Sisters in Islam (SIS) is concerned that the continued delay in amending laws to end child marriage comes at the expense of hundreds of children who continue to be exposed to this vulnerability.
As a country with ambitions of achieving high-income status, Malaysia simply cannot afford to prolong child marriage as it is a practice that perpetuates poverty and is counter-productive to the health and intellectual development and wellbeing of children.
As Malaysia is slated to have an ageing population in less than 10 years, we cannot afford to deprive any child from opportunities to achieve her highest potential for our country.

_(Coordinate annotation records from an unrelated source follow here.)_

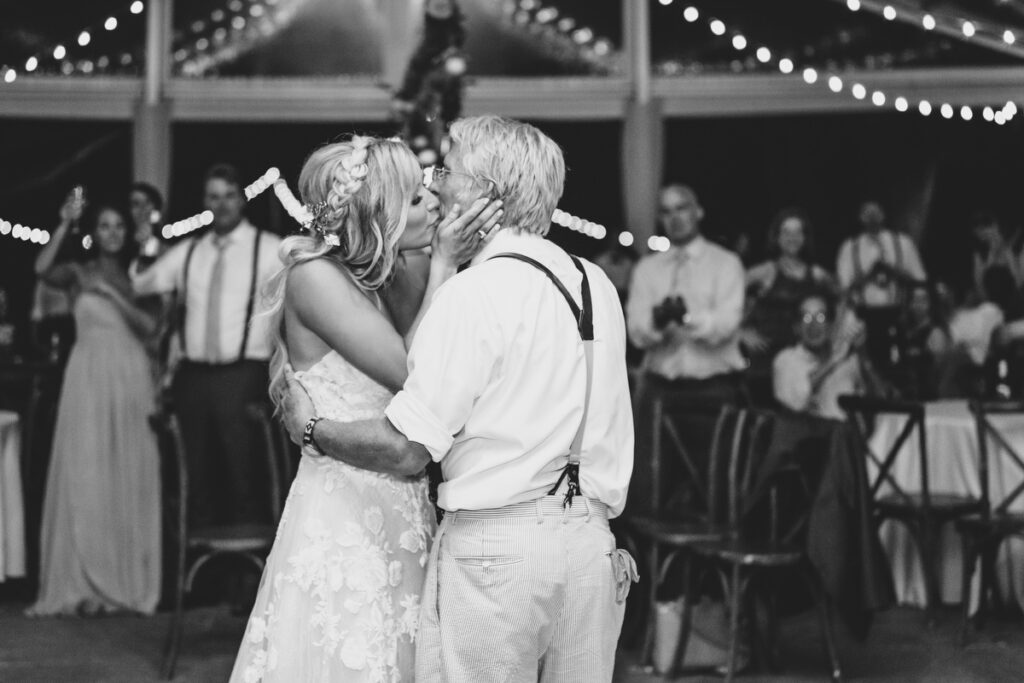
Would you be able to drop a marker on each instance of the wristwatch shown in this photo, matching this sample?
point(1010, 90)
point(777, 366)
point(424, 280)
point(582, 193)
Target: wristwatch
point(307, 435)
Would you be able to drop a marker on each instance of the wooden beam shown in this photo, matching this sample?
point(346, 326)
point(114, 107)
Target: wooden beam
point(313, 99)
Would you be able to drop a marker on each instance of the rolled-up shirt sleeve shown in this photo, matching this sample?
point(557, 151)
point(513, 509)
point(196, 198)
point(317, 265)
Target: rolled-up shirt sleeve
point(452, 358)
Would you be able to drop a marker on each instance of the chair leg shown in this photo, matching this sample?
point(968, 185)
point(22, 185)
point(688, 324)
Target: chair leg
point(679, 656)
point(735, 599)
point(174, 634)
point(647, 651)
point(825, 617)
point(970, 560)
point(926, 538)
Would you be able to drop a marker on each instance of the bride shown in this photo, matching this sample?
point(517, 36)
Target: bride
point(340, 595)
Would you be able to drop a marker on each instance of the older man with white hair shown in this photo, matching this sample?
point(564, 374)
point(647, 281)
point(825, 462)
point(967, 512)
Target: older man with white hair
point(517, 386)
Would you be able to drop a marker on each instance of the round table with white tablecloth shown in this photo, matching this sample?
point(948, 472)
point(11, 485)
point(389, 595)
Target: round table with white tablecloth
point(11, 505)
point(952, 456)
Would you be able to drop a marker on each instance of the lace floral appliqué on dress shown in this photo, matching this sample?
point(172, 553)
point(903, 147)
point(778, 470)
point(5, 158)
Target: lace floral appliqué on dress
point(340, 596)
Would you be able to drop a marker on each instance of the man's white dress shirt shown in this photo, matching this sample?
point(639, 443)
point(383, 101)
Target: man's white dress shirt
point(858, 255)
point(792, 372)
point(711, 281)
point(167, 274)
point(497, 377)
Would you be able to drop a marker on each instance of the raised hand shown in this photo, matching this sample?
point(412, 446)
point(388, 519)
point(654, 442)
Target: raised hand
point(460, 236)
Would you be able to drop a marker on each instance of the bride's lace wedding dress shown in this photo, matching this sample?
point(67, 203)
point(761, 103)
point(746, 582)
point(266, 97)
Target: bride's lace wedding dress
point(340, 596)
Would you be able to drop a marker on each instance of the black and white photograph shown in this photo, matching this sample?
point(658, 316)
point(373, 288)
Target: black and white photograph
point(511, 341)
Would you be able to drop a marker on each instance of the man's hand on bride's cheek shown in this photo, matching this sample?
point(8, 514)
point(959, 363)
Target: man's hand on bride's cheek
point(461, 235)
point(297, 409)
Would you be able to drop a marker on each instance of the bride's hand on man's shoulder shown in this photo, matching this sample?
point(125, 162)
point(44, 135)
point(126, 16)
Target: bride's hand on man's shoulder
point(461, 233)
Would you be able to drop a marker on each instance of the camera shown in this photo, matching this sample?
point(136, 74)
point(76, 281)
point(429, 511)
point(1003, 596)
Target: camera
point(672, 309)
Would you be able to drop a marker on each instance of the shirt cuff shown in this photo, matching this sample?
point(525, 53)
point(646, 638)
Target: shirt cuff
point(418, 423)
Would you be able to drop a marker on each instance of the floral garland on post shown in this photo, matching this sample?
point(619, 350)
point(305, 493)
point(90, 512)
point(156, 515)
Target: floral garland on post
point(430, 96)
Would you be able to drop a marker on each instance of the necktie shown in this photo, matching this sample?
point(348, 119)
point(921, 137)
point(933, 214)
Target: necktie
point(212, 345)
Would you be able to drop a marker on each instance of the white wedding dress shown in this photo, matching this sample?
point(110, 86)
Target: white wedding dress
point(339, 600)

As such, while efforts by the Malaysian Islamic Development Department (Jakim) to amend the Islamic Family Law (Federal Territories) 1984 (Act 303) to increase the marriageable among Muslims age to 18 are commendable, we are disappointed that seven states have expressed their objection to increasing the age of marriage in their states.
The seven states – Sarawak, Pahang, Terengganu, Perlis, Negeri Sembilan, Kedah and Kelantan – must explain to the people why they insist on compromising the futures of children by insisting on continuing this practice.
In June this year, the al-Azhar, considered by Sunni Muslims to be the highest authority of Islamic jurisprudence, issued a fatwa against child marriage.
The fatwa explicitly states that the age of 18 marks the stage at which a women can validly express her will to marry. The fatwa also states that marrying after the age of 18 will guarantee that she can enjoy her fundamental rights to childhood, education and the capacity to assume the responsibility of marriage.
Just last week, Indonesia became the latest Muslim-majority country to ban child marriage by raising the age of marriage in the country to 19. Other Muslim-majority countries that have banned child marriage are Egypt, Kenya, Pakistan, Iraq and Jordan.
While we understand that marriage applications involving minors under the Law Reform (Marriage and Divorce) Act 1976 (Act 164) had also been tightened, adopting standard operating procedures still leaves loopholes that are prone to abuse.
As such, we reiterate our call that the minimum age of marriage must be raised to 18 for both boys and girls, Muslim and non-Muslims, with no exceptions.
This statement is in response to a recent article “Seven states against increasing minimum marriage age to 18” in the NST.